Thu, October 21, 2004
Miss Lilly—1:20 AM
CBS (those fuckers!) pre-empted the respective premieres of King of Queens and Center of the Universe tonight because they're too scared to go up against Game 7. (Presumably, Game 6 on the East coast.) Ha! ABC and NBC had the balls to air their regularly scheduled programming! You can't push back the Goodman/Asner unfunny-off forever. We're gonna see it someday, and we're going to make you sorry. The longer you delay it, the sadder it gets.
I got in late from plans, so I didn't have time to watch the West Wing premiere, but I did watch the latest episode of Lost. That's "appointment television" in the TiVo age: time-shifting a broadcast the minimal amount. As exasperating as Lost can occasionally be, I can't wait for the next installment, to answer a few questions – and raise dozens more! I'll grant J.J. Abrams that: he wrangles a good cliffhanger. Alias was always the same way.

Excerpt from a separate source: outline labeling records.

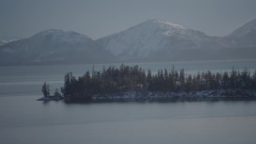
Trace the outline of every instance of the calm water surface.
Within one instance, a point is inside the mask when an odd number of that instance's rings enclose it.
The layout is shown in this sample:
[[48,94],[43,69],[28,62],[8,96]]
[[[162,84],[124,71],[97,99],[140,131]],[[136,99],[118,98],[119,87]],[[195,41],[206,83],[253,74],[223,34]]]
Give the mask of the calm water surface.
[[256,102],[44,103],[0,98],[1,143],[256,142]]
[[[119,66],[119,64],[116,64]],[[133,64],[132,64],[133,65]],[[160,68],[224,71],[256,60],[139,63]],[[108,65],[105,65],[108,66]],[[102,70],[103,65],[94,65]],[[82,75],[92,65],[0,67],[0,143],[256,143],[256,102],[42,102],[41,86],[62,85],[66,72]]]

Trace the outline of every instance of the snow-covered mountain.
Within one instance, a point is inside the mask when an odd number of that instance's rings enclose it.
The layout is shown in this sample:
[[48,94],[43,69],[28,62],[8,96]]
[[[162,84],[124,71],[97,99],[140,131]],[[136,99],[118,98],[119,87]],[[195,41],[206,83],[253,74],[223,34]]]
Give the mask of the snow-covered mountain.
[[75,32],[48,30],[2,46],[0,42],[0,65],[239,58],[256,58],[256,19],[226,37],[148,20],[96,41]]
[[47,30],[0,47],[2,65],[94,63],[110,58],[90,38],[60,30]]
[[224,38],[228,40],[234,47],[255,47],[256,19],[238,28]]
[[20,38],[21,38],[17,36],[0,34],[0,46],[10,42],[17,41]]
[[122,58],[177,57],[181,50],[225,47],[218,38],[167,21],[148,20],[96,42]]

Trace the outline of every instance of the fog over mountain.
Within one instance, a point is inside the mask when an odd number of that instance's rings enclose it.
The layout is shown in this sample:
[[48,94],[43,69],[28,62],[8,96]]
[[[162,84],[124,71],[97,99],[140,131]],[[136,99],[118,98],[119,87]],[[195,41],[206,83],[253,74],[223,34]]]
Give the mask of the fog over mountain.
[[48,30],[0,47],[2,65],[162,62],[256,58],[256,20],[226,37],[167,21],[148,20],[95,41]]
[[111,59],[90,38],[48,30],[1,47],[2,65],[98,63]]

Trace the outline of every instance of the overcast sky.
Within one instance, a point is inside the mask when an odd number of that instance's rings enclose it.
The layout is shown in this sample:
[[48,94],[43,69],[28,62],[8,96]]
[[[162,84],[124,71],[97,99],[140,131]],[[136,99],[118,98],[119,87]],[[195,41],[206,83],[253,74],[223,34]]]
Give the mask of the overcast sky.
[[256,0],[0,0],[0,34],[30,37],[47,29],[93,39],[148,19],[223,36],[256,18]]

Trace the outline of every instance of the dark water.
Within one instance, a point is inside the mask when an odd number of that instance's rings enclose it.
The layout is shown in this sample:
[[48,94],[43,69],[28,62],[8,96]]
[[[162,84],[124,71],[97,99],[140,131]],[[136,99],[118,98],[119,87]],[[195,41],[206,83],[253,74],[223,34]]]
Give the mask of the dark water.
[[[115,64],[119,66],[119,64]],[[140,63],[200,70],[256,69],[256,60]],[[105,65],[108,66],[108,65]],[[94,65],[102,70],[103,65]],[[66,72],[82,75],[92,65],[0,67],[0,143],[256,143],[256,101],[42,102],[46,81],[60,87]],[[169,67],[169,68],[168,68]]]
[[[119,64],[111,64],[120,66]],[[197,74],[198,71],[211,70],[212,72],[230,71],[234,66],[242,70],[245,66],[252,72],[256,70],[256,59],[236,61],[204,61],[204,62],[150,62],[128,63],[138,65],[144,70],[150,69],[152,73],[160,69],[170,70],[174,66],[176,70],[185,69],[186,73]],[[64,75],[72,71],[75,76],[80,76],[86,70],[92,70],[93,66],[97,70],[102,70],[103,66],[74,65],[74,66],[0,66],[0,97],[2,96],[38,96],[41,87],[45,81],[50,84],[52,92],[55,88],[60,88],[63,84]]]
[[1,143],[256,142],[256,102],[44,103],[0,98]]

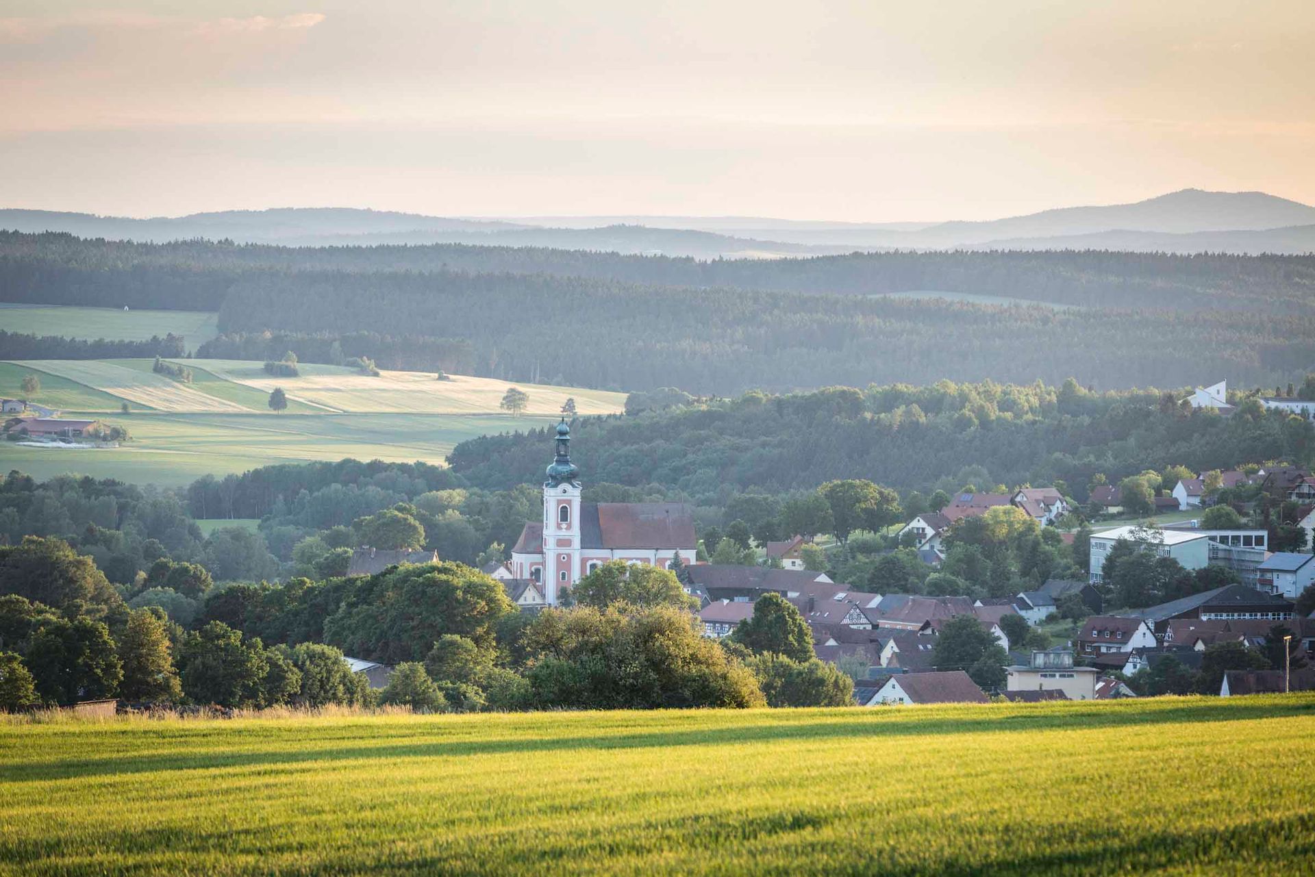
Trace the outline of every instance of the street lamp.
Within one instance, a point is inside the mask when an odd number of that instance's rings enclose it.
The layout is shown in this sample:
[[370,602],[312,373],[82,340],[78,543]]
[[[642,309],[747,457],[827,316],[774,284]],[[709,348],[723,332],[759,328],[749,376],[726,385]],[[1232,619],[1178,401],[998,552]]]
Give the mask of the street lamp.
[[1289,694],[1291,692],[1290,680],[1293,675],[1293,650],[1287,646],[1291,640],[1291,634],[1283,636],[1283,694]]

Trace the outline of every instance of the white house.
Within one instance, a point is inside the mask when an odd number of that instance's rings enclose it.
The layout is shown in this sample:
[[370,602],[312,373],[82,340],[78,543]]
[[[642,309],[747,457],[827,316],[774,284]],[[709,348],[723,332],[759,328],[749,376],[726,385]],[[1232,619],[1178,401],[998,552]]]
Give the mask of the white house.
[[1022,488],[1014,494],[1013,502],[1041,526],[1053,523],[1055,518],[1069,510],[1068,502],[1055,488]]
[[1155,647],[1155,630],[1141,618],[1091,615],[1077,634],[1077,650],[1082,657]]
[[1091,584],[1101,581],[1105,559],[1119,540],[1137,544],[1143,551],[1155,551],[1161,557],[1173,557],[1184,569],[1201,569],[1210,563],[1210,539],[1205,533],[1148,530],[1139,526],[1114,527],[1091,534],[1089,557]]
[[1279,551],[1261,561],[1258,573],[1260,590],[1297,600],[1315,584],[1315,555]]
[[1190,402],[1193,408],[1228,408],[1228,381],[1222,380],[1218,384],[1211,384],[1210,387],[1198,387],[1195,392],[1191,393],[1185,402]]
[[947,515],[939,511],[927,511],[906,523],[896,535],[902,539],[911,534],[918,540],[914,546],[918,551],[935,551],[942,555],[940,539],[951,523],[952,521]]
[[1074,667],[1070,651],[1034,651],[1028,665],[1005,668],[1007,692],[1064,692],[1070,701],[1094,701],[1101,671]]

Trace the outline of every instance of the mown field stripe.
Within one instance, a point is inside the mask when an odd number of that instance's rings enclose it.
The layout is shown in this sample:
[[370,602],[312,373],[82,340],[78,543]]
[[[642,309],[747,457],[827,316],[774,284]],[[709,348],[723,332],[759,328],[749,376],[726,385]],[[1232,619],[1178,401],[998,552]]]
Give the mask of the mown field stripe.
[[0,874],[1295,873],[1315,696],[0,726]]

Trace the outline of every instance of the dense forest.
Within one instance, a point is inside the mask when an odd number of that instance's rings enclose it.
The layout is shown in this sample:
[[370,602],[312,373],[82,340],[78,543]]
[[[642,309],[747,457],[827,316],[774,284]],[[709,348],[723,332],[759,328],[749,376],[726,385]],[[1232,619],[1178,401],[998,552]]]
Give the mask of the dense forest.
[[[1274,385],[1315,363],[1312,283],[1315,260],[1269,256],[963,252],[702,263],[0,233],[0,298],[218,310],[225,335],[206,355],[264,359],[292,350],[305,362],[335,362],[341,351],[393,368],[718,394],[1070,375],[1101,389],[1224,376]],[[1147,309],[834,295],[907,288]],[[562,331],[588,341],[554,344],[548,355],[544,339]]]
[[[775,292],[880,295],[938,289],[1035,298],[1080,306],[1269,312],[1311,309],[1312,256],[1224,254],[989,251],[855,252],[801,259],[711,259],[621,255],[542,247],[439,243],[373,247],[277,247],[233,242],[133,243],[70,234],[0,231],[0,288],[12,301],[110,304],[214,310],[227,284],[251,271],[454,271],[555,275],[664,287],[729,287]],[[91,277],[107,275],[105,284]],[[110,280],[112,279],[112,280]],[[191,280],[189,288],[170,284]],[[53,296],[33,298],[30,296]],[[117,298],[116,298],[117,296]],[[204,304],[203,304],[204,302]],[[120,304],[134,305],[124,300]]]
[[87,341],[58,335],[25,335],[0,329],[0,359],[150,359],[181,356],[183,337],[151,335],[146,341]]
[[[1232,468],[1306,462],[1315,429],[1258,402],[1224,418],[1157,392],[1091,393],[1063,387],[953,384],[830,388],[654,412],[584,418],[572,459],[589,483],[656,485],[702,505],[743,490],[813,489],[831,479],[871,479],[901,490],[985,489],[1066,483],[1085,501],[1093,477],[1116,483],[1144,469]],[[542,477],[544,430],[458,444],[452,472],[473,486],[506,489]]]

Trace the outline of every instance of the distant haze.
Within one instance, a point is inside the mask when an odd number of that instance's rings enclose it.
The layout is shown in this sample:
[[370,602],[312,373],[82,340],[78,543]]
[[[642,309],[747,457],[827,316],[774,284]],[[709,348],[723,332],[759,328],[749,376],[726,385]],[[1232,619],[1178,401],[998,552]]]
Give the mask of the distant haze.
[[1310,0],[5,0],[0,206],[931,224],[1193,187],[1310,204],[1312,42]]

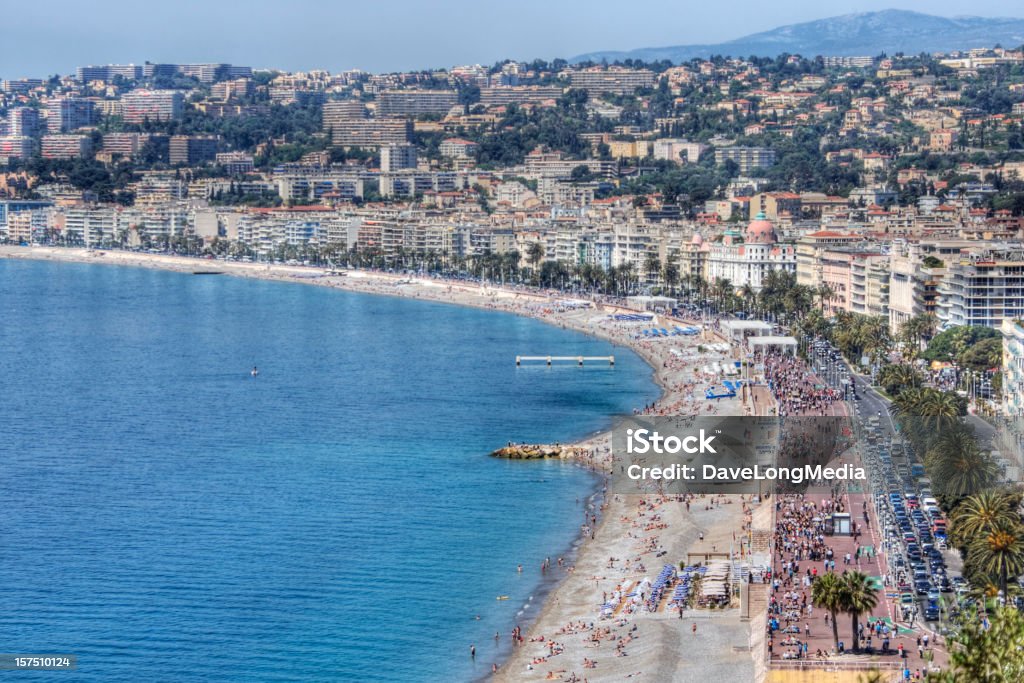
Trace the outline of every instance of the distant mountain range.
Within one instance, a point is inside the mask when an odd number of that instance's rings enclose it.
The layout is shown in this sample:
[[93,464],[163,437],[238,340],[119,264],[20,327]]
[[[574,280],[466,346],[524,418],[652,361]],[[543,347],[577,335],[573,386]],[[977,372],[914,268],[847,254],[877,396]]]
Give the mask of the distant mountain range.
[[776,56],[783,52],[813,57],[876,56],[883,52],[946,52],[973,47],[1019,47],[1024,44],[1024,19],[981,16],[933,16],[901,9],[845,14],[793,24],[716,45],[643,47],[626,52],[590,52],[571,61],[607,59],[670,59],[675,62],[721,54],[734,57]]

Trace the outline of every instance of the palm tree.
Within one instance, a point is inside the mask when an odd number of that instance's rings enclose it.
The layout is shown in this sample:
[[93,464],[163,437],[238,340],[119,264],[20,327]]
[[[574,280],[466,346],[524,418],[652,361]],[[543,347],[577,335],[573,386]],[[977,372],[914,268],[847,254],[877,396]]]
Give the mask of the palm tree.
[[968,562],[998,577],[999,590],[1007,597],[1010,578],[1024,571],[1024,526],[1020,522],[1002,523],[977,538],[968,549]]
[[988,536],[996,528],[1019,519],[1021,494],[1018,490],[983,490],[969,496],[956,506],[950,521],[950,538],[957,547],[972,539]]
[[839,651],[839,625],[836,616],[846,610],[846,588],[836,572],[827,571],[818,577],[811,587],[811,601],[815,607],[826,609],[831,615],[833,640]]
[[942,493],[956,498],[984,490],[998,472],[991,456],[978,447],[973,431],[963,425],[939,433],[925,456],[925,465]]
[[853,623],[853,649],[860,649],[857,631],[860,615],[871,613],[879,604],[879,595],[871,586],[867,574],[862,571],[847,571],[843,574],[845,606],[843,611],[850,614]]

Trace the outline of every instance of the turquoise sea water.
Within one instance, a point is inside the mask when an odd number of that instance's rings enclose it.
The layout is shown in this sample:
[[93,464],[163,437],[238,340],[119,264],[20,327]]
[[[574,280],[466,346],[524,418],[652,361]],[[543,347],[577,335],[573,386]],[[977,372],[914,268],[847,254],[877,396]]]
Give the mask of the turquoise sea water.
[[0,649],[79,661],[2,677],[488,674],[595,479],[485,454],[655,395],[633,353],[514,315],[0,260]]

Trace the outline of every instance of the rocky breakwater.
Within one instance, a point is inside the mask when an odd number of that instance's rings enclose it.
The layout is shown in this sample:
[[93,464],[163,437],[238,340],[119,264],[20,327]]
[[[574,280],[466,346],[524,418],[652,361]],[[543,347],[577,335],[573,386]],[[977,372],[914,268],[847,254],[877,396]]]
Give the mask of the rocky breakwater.
[[560,443],[509,443],[490,455],[495,458],[509,460],[547,460],[551,458],[566,460],[580,459],[587,455],[587,449]]

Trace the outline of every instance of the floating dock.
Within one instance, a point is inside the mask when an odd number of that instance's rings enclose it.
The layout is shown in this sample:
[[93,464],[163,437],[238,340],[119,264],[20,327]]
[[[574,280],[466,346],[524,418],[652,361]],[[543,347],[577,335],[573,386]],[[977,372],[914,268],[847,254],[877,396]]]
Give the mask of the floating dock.
[[583,368],[584,362],[606,362],[609,367],[615,365],[613,355],[517,355],[516,368],[524,362],[546,362],[550,367],[554,362],[575,362]]

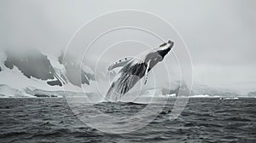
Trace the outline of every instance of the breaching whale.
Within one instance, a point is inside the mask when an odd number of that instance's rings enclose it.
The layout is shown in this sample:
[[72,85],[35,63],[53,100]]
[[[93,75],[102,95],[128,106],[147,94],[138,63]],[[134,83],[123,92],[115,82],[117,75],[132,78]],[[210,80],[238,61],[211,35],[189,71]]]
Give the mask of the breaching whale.
[[106,94],[106,100],[118,101],[143,77],[144,84],[146,84],[150,70],[164,60],[173,45],[174,43],[169,40],[154,49],[153,52],[145,54],[142,59],[124,58],[112,64],[108,67],[110,72],[118,68],[119,71],[112,82]]

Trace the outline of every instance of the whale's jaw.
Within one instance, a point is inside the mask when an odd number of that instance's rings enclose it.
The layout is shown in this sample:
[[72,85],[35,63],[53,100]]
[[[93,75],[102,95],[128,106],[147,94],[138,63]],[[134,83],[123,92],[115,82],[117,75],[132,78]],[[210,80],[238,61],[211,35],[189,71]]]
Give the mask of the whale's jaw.
[[156,51],[148,53],[143,60],[135,59],[129,60],[119,71],[120,77],[112,83],[107,93],[106,100],[116,102],[129,92],[141,78],[145,77],[144,79],[147,82],[148,72],[164,59],[173,45],[173,42],[168,41],[157,48]]

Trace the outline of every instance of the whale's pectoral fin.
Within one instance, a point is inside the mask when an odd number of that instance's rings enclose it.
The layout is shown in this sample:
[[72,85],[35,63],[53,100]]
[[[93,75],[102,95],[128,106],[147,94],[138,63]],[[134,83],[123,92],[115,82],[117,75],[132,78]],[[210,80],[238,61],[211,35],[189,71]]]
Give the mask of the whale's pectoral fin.
[[124,66],[125,65],[126,65],[129,61],[131,61],[132,60],[132,58],[124,58],[121,59],[116,62],[114,62],[113,64],[112,64],[110,66],[108,66],[108,71],[111,71],[116,67],[120,67],[120,66]]
[[148,72],[149,72],[149,65],[150,65],[150,60],[148,60],[148,62],[147,63],[147,68],[145,71],[145,76],[144,76],[144,84],[147,83],[148,81]]

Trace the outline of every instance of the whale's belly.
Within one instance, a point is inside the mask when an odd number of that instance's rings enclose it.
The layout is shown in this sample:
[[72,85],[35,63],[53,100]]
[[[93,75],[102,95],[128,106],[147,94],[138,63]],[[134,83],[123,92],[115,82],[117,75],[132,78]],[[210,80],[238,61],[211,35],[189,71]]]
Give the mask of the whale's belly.
[[120,77],[111,84],[106,95],[107,100],[119,100],[145,75],[145,71],[146,65],[144,63],[125,66],[120,71]]

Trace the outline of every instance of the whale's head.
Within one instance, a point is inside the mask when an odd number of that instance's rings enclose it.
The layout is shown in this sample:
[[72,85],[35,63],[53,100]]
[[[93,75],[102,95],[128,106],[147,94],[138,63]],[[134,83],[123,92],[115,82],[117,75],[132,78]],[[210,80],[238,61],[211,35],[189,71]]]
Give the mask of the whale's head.
[[148,63],[150,61],[149,69],[153,68],[158,62],[162,61],[165,56],[171,51],[174,43],[168,41],[156,48],[154,52],[148,54],[145,57],[144,62]]
[[170,52],[173,45],[174,43],[169,40],[167,43],[165,43],[157,48],[157,53],[161,56],[162,60]]

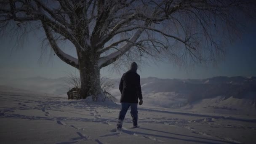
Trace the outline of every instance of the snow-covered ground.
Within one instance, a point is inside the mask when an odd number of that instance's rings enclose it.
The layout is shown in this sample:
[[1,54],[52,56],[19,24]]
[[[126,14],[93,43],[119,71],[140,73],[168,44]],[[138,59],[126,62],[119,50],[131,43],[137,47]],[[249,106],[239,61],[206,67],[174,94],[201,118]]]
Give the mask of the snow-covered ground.
[[130,128],[128,112],[123,129],[113,132],[117,104],[0,86],[0,143],[256,143],[256,117],[233,115],[228,109],[228,114],[221,114],[143,105],[139,106],[140,128]]

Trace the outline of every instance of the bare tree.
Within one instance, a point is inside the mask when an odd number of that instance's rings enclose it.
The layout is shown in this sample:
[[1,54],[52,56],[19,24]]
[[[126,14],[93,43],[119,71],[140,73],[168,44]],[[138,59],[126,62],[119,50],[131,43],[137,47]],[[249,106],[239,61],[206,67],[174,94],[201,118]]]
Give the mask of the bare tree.
[[[0,28],[37,24],[56,54],[79,70],[85,99],[102,93],[100,69],[125,56],[217,59],[222,42],[253,17],[251,1],[2,0]],[[62,40],[73,44],[77,58],[61,50]]]

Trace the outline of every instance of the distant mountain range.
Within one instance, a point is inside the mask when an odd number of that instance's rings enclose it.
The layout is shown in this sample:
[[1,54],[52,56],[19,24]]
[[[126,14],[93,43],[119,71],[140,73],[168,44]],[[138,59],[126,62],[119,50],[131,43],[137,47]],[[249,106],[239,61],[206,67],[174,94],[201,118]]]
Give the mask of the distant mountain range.
[[[66,97],[72,88],[68,78],[0,78],[0,85]],[[110,92],[117,99],[120,79],[108,79],[114,84]],[[195,107],[256,109],[256,77],[216,77],[204,79],[141,79],[145,104],[169,108]],[[254,112],[254,111],[253,111]]]

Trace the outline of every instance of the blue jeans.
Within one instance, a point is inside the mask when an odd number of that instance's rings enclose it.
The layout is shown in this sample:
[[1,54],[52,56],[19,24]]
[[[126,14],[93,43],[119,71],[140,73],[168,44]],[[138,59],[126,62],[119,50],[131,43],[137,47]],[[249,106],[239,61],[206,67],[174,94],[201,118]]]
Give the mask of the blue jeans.
[[121,103],[121,111],[119,112],[118,122],[117,125],[121,128],[123,125],[123,121],[125,119],[130,106],[131,106],[131,115],[133,118],[133,126],[138,125],[138,104],[122,102]]

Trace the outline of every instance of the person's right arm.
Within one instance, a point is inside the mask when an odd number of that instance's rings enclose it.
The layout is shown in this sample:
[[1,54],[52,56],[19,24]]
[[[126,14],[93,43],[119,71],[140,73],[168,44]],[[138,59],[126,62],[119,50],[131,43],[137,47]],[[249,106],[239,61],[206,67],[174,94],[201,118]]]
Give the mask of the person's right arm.
[[121,80],[120,80],[120,83],[119,83],[119,90],[121,92],[121,94],[122,94],[122,92],[123,92],[123,75],[122,76],[122,78],[121,78]]

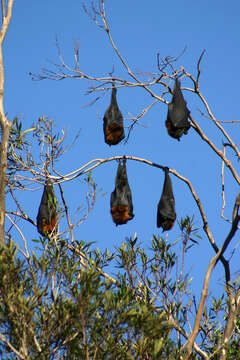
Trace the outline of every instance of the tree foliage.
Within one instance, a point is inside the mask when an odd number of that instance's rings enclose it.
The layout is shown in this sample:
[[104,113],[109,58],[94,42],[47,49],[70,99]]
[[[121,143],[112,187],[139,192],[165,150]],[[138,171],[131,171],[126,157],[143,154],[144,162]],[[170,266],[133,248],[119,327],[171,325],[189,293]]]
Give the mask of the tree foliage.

At least the episodes I've seen so far.
Those of you who read the comments (And that better be all of you! Read... Them...) probably recognize this from Brandon about a week ago:
(Comes running up out of nowhere at full speed)
Is someone talking about Evangeline Lilly?
(Bends over, hands on knees, gasps for air, tries to catch his breath from all the running)
Yeah... (inhale) count me in... (exhale) I'm seriously smitten...
(Collapses in exhaustion. Decides he probably should've walked. But, you know, it's Evangeline Lilly. Whaddya gonna do?)
I still chuckle to myself whenever I read it. It captures the reaction so accurately, not to mention hilariously. Now I also picture it in my head whenever I see Ms. Lilly on the TV in Lost. I knew before the show even started that I was going to have a crush on her, but it just keeps intensifying. She captures your attention. (Canadians! Is there anything they can't do?)
Which, I guess, is another thing Abrams excels at. I never obsessed over Keri Russell to quite this degree, but it's undeniable that she has an "it" quality. Same with Jennifer Garner, whom Abrams hired first as a Felicity bit player, then household-named her with Alias. It's interesting how there's something – like an "x factor" but with a less hackneyed name – that goes beyond being physically attractive or having cute chemistry. These ladies are somehow compelling on an almost supernatural level. Anyway, good for us, I guess. (Although, not right now. Right now it's the greatest possible number of hours before more Lost and more Evangeline.)
The other thing I can't get out of my head when I look at Evangeline Lilly is a line from Something to Talk About, a Dennis Quaid/Julia Roberts movie from the mid-90s that you probably don't remember or never even heard of. Because Quaid looks great in rumpled flannel, the family owns a ranch and lots of horses. The young daughter/niece character is an equestrienne, and she's just old enough to outgrow the pony she used to ride in competitions, Possum, and start practicing on a "big girl" horse, Miss Lilly. Before a big competition, she's arguing with her grandfather (Robert Duvall), and loses sight of who she's talking to, flying off the handle:
I don't wanna ride Possum! I wanna ride Miss Lilly! God, I'm so tired of you people!
(You have to imagine "I'm so TAHRD of you people!" because she was doing huffy teenager and southern drawl at the same time.)
Then she immediately gets this shocked and repentant look on her face because she realizes she's just snapped at her grandpa. For some reason, the line struck me as really hilarious. In a laughing-at the movie way, not laughing-with. I was working as a projectionist, and I timed it so I could catch that line in every screening. I never missed it. "I don't wanna ride Possum! I wanna ride Miss Lilly!" is burned into my brain. And whenever I see Evangeline Lilly (whom I think of as Miss Lilly, because Evangeline is too long – can I call her Evy?), I hear that same huffy little southern brat in my mind. "I wan' rahd MissLilleh! I'm so TAHRD a you people!"
By the way, on the subject of "appointment television" and time-shifting, I'm really sick of TiVo getting a bad rap about ruining TV for the advertisers and – thereby – the networks. It makes everything better for the consumer (which, by the way, is what the advertisers and networks are when they go home at night, take off their advertiser hats and network ties, and plunk down in front of the set). And it's not so bad for advertisers anyway. It's a crisitunity. Adapt, embrace, and create a happier new arrangement that satisfies customers and advertisers. It can be done. We've done it at least twice before. Don't make me start rambling about the Nash Equilibrium!